Because of this, I actually found it quite brave of Fourth Monkey to play The Massacre at Paris as unremittingly bleak. Sure, the production ran out of steam towards the end, but the extraordinary sequence of scenes that comprise the massacre proved to be exciting and frightening drama. Played, atmospherically, in the Cathedral crypt, yards from the Huguenot Chapel (which the audience members were invited to explore pre-show) the production made striking use of incense, candles, and music. The Rose production, mentioned above, showed that the scenes can be very effectively staged in a stylized, Tarantino-esque fashion, but Fourth Monkey proved that a more sombre approach can also work.
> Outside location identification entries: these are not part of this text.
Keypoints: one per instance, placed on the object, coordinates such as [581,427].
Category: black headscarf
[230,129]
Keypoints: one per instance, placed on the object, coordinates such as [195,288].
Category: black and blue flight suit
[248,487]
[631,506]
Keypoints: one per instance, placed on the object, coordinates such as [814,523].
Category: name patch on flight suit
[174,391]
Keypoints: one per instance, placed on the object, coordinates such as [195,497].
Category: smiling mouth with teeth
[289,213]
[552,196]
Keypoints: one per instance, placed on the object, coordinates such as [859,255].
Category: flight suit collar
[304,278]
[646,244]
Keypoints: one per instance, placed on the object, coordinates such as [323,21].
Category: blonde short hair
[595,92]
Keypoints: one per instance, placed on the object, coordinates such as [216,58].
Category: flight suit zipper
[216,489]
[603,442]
In the end, a virtually humourless approach misses the tonal complexity of Marlowe’s play, and this was one of the reasons why The Dolphin’s Back production was superior, but Fourth Monkey are to be applauded for their bravery in accepting The Massacre at Paris as a serious play about a terrible and significant event in European history.
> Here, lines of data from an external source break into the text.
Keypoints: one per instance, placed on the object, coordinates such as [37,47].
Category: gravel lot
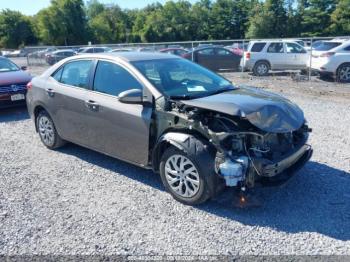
[76,201]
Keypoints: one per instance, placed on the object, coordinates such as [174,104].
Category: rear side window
[57,75]
[325,46]
[221,51]
[293,48]
[258,47]
[113,79]
[207,51]
[77,73]
[275,48]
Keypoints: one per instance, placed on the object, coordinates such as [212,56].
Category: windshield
[182,79]
[325,46]
[6,66]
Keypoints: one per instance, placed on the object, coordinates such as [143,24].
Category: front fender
[182,141]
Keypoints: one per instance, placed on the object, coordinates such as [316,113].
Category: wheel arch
[37,109]
[262,60]
[182,140]
[337,71]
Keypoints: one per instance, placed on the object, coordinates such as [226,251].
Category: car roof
[132,56]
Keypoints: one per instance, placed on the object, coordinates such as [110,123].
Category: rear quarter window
[257,47]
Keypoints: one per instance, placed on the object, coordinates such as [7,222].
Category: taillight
[328,54]
[29,85]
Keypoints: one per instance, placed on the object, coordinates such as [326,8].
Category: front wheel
[261,68]
[189,177]
[47,131]
[343,73]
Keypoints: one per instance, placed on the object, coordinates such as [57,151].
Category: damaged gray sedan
[195,128]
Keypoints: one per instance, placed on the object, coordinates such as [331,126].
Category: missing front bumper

Unfortunately, I found their Jew of Malta less successful. Again, the company seemed determined to emphasize the sombreness of the tragedy, but in this case, I thought it was a miscalculation. The Jew of Malta is a brilliantly funny play, but the production didn’t do enough to bring this humour out; instead, it seemed to push the play in a direction it didn’t want to go. The text tells us that Barabas dies by falling into a cauldron: a death which seems by turns preposterous and oddly fitting. In the Fourth Monkey production, Barabas, high up on the stage with his arms chained to the scaffolding, was effectively crucified. Perhaps the crucifixion image was an attempt to force the play to become what the prologue (omitted in this production) describes as ‘the tragedy of a Jew’. By having Barabas killed in a religiously sensitive way the production seemed to invite an unusual degree of sympathy with the character, while reminding us that the Christians of the play world are far from honourable. But this seemed overstated: the irony, that the Christian Ferneze is the most Machiavellian character, is already well established, and the production’s final image, echoing the opening scene, called attention to the similarities between Barabas and the Maltese Governor. There’s certainly something sinister about the ending, but the desire to make the play more like a conventional tragedy actually robs it of many of its greatest and most distinguishing features. The French lutenist disguise was terrific fun, and some of the lines hit home (they’re too good not to) but many went for nothing. Treating The Massacre at Paris reverentially had some striking benefits, but The Jew of Malta needed to be much more playful.